NURETTİN CANİKLİ (Giresun) - Başından beri "yedi yıl" var, yedi yıl için seçildi.

OKTAY VURAL (Devamla) - Sizin için söz önemli değil, bizim için söz önemlidir. Bizim için söz önemlidir, sizin için önemli olmayabilir. Sizin için suya yazılmıştır onlar?

NURETTİN CANİKLİ (Giresun) - Biz verdiğimiz her sözün sonuna kadar arkasında dururuz, lafta değil esasta dururuz Oktay Bey!

OKTAY VURAL (Devamla) - Ama biz inanan insanlarız, biz biliyoruz ki, gözler ve kulaklar şahadet eder ona ve bu şahadetin bedelini de ileride, tutmadığınız sözlerin bedelini de elbet ödeyeceksiniz.

NURETTİN CANİKLİ (Giresun) - Nasıl ödeyecekmişiz? Nasıl ödeyeceğiz?

OKTAY VURAL (Devamla) - Biz buna da iman edenlerdeniz.

Bütün bunlar yapılırken "Cumhurbaşkanı, yedi yıl uzun, hesap vermesi gerekir." diyor Burhan Kuzu. Ne oldu hesap verme? Yok, yaz tahtaya, kalsın haftaya! Nerede verdiğiniz sözler? Bu millete verdiğiniz sözleri tutmuyorsunuz.

NURETTİN CANİKLİ (Giresun) - Millet karar veriyor.

OKTAY VURAL (Devamla) - "Yedi yıl" ne zaman çıktı? 2009 yılında yok, tasarıda yok. 2011 yılında yok. Ne zaman çıktı biliyor musunuz? Şike yasasını veto ettikten sonra çıktı. Hatırlarsınız, o zaman AKP içerisinde birtakım kaynamalar oldu, bu kaynamalar neticesinde ondan sonra birdenbire "yedi yıl olsun" diye bir anlaşmaya varıldı. Aranızdaki meseleyi, Anayasa'yı ihlal ederek çözemezsiniz.

NURETTİN CANİKLİ (Giresun) - Boşuna uğraşma Oktay Bey, suni olarak proje üretme.

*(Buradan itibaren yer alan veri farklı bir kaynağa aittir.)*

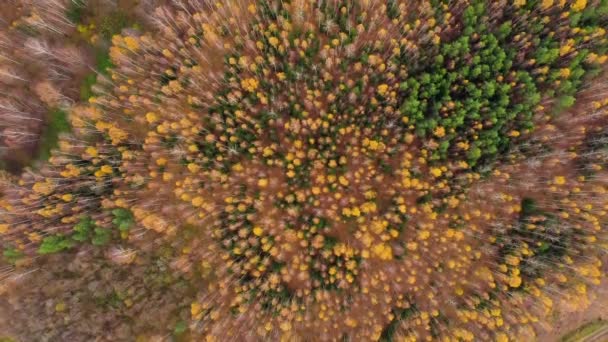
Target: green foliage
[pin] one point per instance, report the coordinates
(76, 10)
(57, 123)
(114, 23)
(83, 229)
(55, 244)
(123, 219)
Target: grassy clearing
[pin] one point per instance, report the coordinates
(583, 331)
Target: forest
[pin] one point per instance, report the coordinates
(295, 170)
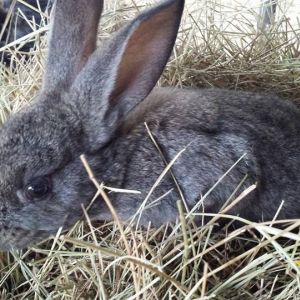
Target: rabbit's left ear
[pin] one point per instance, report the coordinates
(72, 40)
(122, 73)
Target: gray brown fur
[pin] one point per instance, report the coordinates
(95, 101)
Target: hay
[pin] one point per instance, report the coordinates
(180, 261)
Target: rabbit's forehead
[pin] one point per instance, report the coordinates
(29, 143)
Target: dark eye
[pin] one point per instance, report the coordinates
(38, 187)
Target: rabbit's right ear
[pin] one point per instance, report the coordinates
(72, 40)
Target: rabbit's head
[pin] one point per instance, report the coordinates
(86, 94)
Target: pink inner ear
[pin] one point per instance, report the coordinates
(146, 52)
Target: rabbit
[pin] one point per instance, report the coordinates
(96, 101)
(18, 25)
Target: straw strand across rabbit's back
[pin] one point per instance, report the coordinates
(96, 102)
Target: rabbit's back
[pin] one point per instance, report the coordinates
(217, 128)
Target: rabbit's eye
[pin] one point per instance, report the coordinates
(38, 187)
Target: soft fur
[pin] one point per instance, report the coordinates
(95, 101)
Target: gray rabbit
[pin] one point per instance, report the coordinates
(96, 101)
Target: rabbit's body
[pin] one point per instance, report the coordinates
(217, 127)
(97, 101)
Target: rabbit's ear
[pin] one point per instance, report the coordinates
(125, 70)
(72, 40)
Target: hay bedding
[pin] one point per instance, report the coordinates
(218, 45)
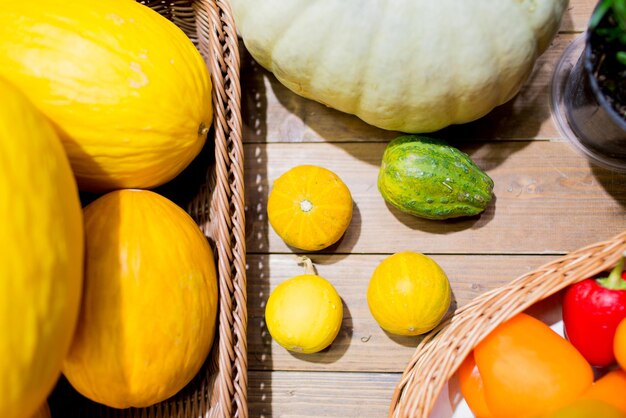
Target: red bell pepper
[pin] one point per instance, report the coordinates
(592, 309)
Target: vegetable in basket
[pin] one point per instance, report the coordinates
(592, 309)
(125, 88)
(527, 369)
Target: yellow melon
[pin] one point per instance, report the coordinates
(149, 304)
(128, 92)
(41, 262)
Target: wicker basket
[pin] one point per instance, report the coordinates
(217, 205)
(440, 353)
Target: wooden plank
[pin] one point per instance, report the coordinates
(296, 394)
(577, 15)
(361, 342)
(548, 200)
(272, 113)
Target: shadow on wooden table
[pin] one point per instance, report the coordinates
(254, 114)
(445, 226)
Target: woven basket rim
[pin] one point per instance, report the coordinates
(440, 353)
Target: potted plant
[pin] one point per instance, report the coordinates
(589, 89)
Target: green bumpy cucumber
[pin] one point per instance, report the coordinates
(427, 178)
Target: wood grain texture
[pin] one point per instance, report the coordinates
(272, 113)
(341, 395)
(548, 200)
(361, 344)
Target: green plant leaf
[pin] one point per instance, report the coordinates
(619, 10)
(599, 13)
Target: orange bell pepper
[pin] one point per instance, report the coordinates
(610, 388)
(472, 387)
(529, 370)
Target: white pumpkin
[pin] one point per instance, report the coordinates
(405, 65)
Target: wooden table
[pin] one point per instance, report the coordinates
(549, 201)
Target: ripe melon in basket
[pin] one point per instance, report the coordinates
(41, 264)
(126, 89)
(149, 304)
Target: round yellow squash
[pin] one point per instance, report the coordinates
(41, 264)
(309, 207)
(408, 294)
(149, 305)
(304, 313)
(128, 92)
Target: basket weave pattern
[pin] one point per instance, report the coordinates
(441, 352)
(220, 388)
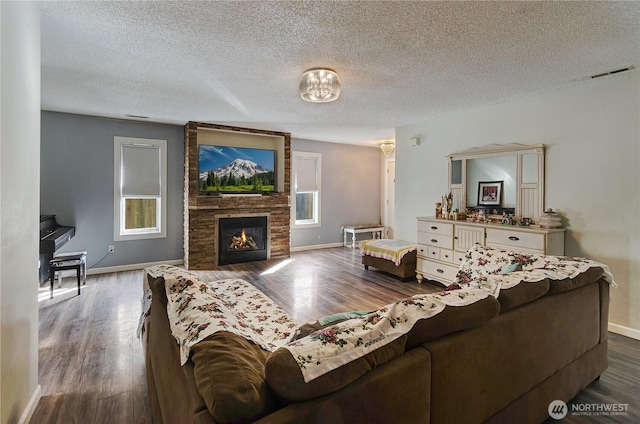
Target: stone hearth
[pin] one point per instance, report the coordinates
(202, 213)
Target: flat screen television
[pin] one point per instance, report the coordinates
(228, 170)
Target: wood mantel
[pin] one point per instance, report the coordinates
(201, 212)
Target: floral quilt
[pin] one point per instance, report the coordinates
(392, 250)
(197, 309)
(494, 269)
(334, 346)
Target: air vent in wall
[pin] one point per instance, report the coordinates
(617, 71)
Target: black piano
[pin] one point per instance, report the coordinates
(52, 237)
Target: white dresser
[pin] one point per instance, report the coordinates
(442, 244)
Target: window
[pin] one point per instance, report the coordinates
(306, 189)
(140, 188)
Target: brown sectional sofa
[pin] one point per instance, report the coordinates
(498, 360)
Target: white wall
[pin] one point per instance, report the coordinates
(350, 193)
(592, 171)
(19, 208)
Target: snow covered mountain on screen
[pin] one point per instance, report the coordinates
(238, 168)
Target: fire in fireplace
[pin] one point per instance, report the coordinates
(242, 239)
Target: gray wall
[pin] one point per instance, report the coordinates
(350, 190)
(76, 184)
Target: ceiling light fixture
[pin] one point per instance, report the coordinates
(319, 85)
(387, 148)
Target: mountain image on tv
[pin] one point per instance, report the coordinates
(235, 170)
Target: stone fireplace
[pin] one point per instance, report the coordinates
(242, 239)
(205, 247)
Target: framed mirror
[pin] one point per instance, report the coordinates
(506, 177)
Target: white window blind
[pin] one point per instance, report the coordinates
(306, 174)
(141, 170)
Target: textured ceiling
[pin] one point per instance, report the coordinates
(239, 62)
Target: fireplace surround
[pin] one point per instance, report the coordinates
(202, 213)
(242, 239)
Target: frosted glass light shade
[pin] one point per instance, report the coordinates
(319, 86)
(387, 148)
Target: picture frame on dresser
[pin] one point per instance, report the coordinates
(490, 193)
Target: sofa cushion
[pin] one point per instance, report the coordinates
(589, 276)
(452, 319)
(230, 376)
(521, 294)
(287, 382)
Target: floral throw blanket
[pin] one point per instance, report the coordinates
(197, 309)
(334, 346)
(494, 269)
(389, 249)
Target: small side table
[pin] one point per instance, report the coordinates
(376, 230)
(71, 260)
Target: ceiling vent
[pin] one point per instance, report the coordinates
(617, 71)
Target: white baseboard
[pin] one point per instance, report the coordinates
(624, 331)
(31, 406)
(315, 246)
(130, 267)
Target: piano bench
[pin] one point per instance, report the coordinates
(71, 260)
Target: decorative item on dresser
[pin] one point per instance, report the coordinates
(443, 244)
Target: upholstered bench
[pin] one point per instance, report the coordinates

OKTAY VURAL (Devamla) - Allah kimseyi kendi sözleriyle imtihan etmesin. Bakın, biz 367'yle ilgili sorun getirildiği zaman bunun doğru olmadığını söyledik, yanlıştır dedik ve 2007 seçimleri yapıldı. Biz Parlamentoya girdik, yanlış olan bir uygulama neticesinde, Parlamentonun Cumhurbaşkanı seçimini yapmasını temin ettik ve bu yönüyle bakıldığı zaman, 21 Ekimde de bununla ilgili garabeti de ortadan kaldırdık. Şimdi geldiğimiz bu noktada, "367 var mı Anayasa'da var mı, var mı?" diyordunuz. Nerede o Anayasa? Yahu Anayasa'da "yedi yıl" var mı, var mı ya? Bak, 367'cilerin kullandığı iddiaları kullanır hâle geldiniz. Ne olacak biliyor musunuz? Hatırlarsanız, Ahmet Necdet Sezer'in görev süresi dolmuştu, görev süresi dolduktan sonra kalktı Bülent Arınç dedi ki, "Olur mu canım fuzuli işgaldir! Burada duramaz, ben vekâlet etmeliyim." dedi. Ne olacak beş yıl sonra? Yine aynı şekilde meşruiyet tartışması gelecek ve bugünkü Cumhurbaşkanını bir meşruiyet tartışması içerisine sokacaksınız. Oysa sizin, bu düzenlemeyi anayasa değişikliğiyle yapmanız gerekiyordu.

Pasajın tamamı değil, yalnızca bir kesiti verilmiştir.